Przepisy ustawy nakładają na pracodawcę obowiązek przekazania radzie pracowników informacji dotyczących m.in. stanu, struktury i przewidywanych zmian zatrudnienia oraz działań mających na celu utrzymanie poziomu zatrudnienia. Takie kwestie powinny być również przedmiotem konsultacji między pracodawcą a radą prowadzonych w trybie art. 14 ustawy. Konsultacje te powinny być prowadzone:
- w terminie, formie i zakresie umożliwiającym pracodawcy podjęcie działań w sprawach objętych rozmowami,
- na odpowiednim poziomie kierowniczym zależnym od przedmiotu dyskusji,
- na podstawie informacji przekazanej przez pracodawcę oraz opinii przedstawionej przez radę pracowników i zdania odrębnego członka jej rady,
- w sposób umożliwiający radzie pracowników odbycie spotkania z pracodawcą w celu uzyskania jego stanowiska wraz z uzasadnieniem odnoszącym się do jej opinii,
- w celu umożliwienia osiągnięcia porozumienia między radą a pracodawcą.

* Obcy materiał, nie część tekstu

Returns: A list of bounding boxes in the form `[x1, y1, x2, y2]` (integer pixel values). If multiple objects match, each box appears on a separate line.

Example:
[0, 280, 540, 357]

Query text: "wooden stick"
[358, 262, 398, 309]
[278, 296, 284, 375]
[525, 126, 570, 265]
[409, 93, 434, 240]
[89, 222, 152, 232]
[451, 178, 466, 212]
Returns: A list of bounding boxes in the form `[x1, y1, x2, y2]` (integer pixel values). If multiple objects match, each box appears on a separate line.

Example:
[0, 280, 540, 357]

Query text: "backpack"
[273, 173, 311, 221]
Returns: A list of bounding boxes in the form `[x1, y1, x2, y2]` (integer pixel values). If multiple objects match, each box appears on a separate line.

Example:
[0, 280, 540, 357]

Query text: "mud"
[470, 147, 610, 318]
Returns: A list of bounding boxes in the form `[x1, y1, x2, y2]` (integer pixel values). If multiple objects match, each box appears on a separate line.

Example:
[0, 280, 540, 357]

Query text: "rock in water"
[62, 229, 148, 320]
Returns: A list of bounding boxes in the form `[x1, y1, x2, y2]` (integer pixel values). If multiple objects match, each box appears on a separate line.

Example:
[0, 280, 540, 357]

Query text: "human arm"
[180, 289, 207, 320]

Ustawodawca nie określił konsekwencji braku konsensusu pomiędzy pracodawcą a radą pracowników w zakresie zagadnień objętych przedmiotem konsultacji. Oznacza to, że szef ma obowiązek przeprowadzenia z radą konsultacji, jednak po spełnieniu ustawowego obowiązku w tym zakresie może podejmować dalsze działanie zmierzające do osiągnięcia założonego celu.
Katarzyna Witkowska-Pertkiewicz, radca prawny w kancelarii prawnej Squire Sanders Święcicki Krześniak
Warto mieć na względzie, że regulamin zwolnień wydany na podstawie art. 4 ustawy o zwolnieniach grupowych, musi zawierać postanowienia regulujące zasady postępowania w sprawach pracowników objętych zamiarem redukcji etatów. Takiego wymogu nie spełnia pismo pracodawcy do załogi, zawiadamiające o konieczności rozwiązania z pracownikami umów o pracę z przyczyn ekonomicznych. Potwierdził to Sąd Najwyższy w wyroku z 11 sierpnia 2004 r. (II PK 11/04).